Some of Americans' support for such foreign interventionism and central planning comes from this idea of American exceptionalism, which Romney has repeatedly stated should be renewed and projected across the globe. Whether people want to acknowledge it or not, American exceptionalism means that our government should have the power to intrude into and interfere with the internal affairs of foreign peoples – and militarily no less – but foreigners shouldn't have the right to place their government apparatus and military bases on our lands. This philosophy contradicts the Christian principle of "Do unto others what one would want others to do unto you," and "Don't do unto others what one would not want others to do unto you." Such a Christian philosophy is exactly that of Ron Paul, certainly not of Willard Romney.

My own personal opinion is that, given Romney's past insincerities and flip-flopping, I don't particularly believe his sincerity in the national security debate. He seems to be pandering to the public's post-9/11 fears, and to the fear-mongering of the neoconservatives. And, just as Romney will probably have a hard time saying "no" to his Wall Street benefactors, so too will it be hard for him to say "no" to the defense contractors, the merchants of death.

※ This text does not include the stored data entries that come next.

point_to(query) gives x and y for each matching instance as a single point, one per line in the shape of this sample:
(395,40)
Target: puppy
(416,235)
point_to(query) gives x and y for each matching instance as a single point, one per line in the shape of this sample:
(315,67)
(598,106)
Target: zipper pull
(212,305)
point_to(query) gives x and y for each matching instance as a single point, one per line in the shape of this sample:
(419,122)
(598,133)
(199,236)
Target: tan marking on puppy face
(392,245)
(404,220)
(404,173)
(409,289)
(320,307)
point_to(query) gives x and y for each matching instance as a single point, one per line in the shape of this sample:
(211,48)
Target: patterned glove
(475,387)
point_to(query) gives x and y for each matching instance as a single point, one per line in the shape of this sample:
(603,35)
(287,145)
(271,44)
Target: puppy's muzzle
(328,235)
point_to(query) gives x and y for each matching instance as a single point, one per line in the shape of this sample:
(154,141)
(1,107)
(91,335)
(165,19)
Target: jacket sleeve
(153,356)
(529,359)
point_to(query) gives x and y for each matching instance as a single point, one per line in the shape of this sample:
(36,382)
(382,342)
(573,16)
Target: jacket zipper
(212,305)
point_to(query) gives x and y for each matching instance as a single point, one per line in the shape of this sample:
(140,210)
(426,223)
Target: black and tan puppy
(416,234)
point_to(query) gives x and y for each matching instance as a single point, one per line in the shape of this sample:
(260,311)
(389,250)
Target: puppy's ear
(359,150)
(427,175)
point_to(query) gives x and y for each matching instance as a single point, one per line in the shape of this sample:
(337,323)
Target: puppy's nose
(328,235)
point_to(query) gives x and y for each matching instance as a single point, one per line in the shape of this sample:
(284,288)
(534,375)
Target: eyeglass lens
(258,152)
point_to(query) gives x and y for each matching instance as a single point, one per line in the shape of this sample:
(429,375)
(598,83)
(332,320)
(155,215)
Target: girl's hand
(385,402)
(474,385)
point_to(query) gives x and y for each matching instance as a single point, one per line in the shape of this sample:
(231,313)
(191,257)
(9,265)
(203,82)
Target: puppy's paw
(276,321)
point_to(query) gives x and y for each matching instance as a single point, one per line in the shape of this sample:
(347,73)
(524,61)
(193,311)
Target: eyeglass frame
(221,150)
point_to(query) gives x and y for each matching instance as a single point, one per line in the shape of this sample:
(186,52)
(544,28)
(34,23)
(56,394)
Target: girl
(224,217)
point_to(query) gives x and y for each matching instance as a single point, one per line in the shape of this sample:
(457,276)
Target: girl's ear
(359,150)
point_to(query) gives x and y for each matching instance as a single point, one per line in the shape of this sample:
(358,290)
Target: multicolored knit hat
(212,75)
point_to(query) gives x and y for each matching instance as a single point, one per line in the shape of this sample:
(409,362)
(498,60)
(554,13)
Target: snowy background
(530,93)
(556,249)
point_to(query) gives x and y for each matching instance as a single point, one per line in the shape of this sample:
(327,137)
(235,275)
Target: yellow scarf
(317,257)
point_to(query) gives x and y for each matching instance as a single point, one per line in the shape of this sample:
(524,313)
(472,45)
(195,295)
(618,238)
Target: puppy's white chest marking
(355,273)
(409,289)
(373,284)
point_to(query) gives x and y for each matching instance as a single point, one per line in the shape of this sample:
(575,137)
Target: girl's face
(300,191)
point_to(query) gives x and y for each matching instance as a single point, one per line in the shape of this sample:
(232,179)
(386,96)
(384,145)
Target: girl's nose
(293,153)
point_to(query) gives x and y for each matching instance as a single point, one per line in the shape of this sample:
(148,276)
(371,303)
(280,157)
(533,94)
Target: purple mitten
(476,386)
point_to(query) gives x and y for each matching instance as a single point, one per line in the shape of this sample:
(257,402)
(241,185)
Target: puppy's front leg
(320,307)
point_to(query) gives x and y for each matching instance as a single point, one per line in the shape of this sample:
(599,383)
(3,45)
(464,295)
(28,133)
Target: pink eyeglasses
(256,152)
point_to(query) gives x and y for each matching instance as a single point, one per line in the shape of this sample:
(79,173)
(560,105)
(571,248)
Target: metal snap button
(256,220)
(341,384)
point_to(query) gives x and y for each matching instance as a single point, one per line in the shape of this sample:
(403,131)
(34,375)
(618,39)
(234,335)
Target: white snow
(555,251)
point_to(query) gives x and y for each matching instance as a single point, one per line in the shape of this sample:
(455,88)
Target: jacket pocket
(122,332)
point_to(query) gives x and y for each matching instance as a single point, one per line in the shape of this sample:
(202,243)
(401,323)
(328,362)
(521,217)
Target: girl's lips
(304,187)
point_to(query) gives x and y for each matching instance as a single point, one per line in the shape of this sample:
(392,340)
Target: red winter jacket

In a nutshell, Romney is no conservative, nor is he a "liberal." Romney is a politician. In fact, he is the epitome of "weathervane politician." He would fit right in as a character in Orwell's novel, 1984 (and a very scary one at that).

"But, we need someone who can beat Obama in November. We can't afford to take the chance of Obama getting reelected," people cry. Yeah, and once your "electable" Willard Romney were to take the oath of office in January, 2013, he will continue the socialism, the environmentalist voodooism and the warmongering, as well as the Fed's inflationary money printing, and drive America completely into the ground like he did those businesses from his Bain Capital steering wheel.

There actually is a conservative, however, who believes that the government should only do what the Constitution says, and who actually will reduce the size, power and intrusiveness of the federal government, and restore the protection of our natural rights and civil liberties. Most readers here know who that is.

The people of New Hampshire will make a choice this week. The choice is between continuing the socialism, corporate-government cronyism and central planning which are destroying America from within and will leave us to ruin – or reason, common sense, and the restoration of the rule of law and freedom. Let's hope they choose the latter.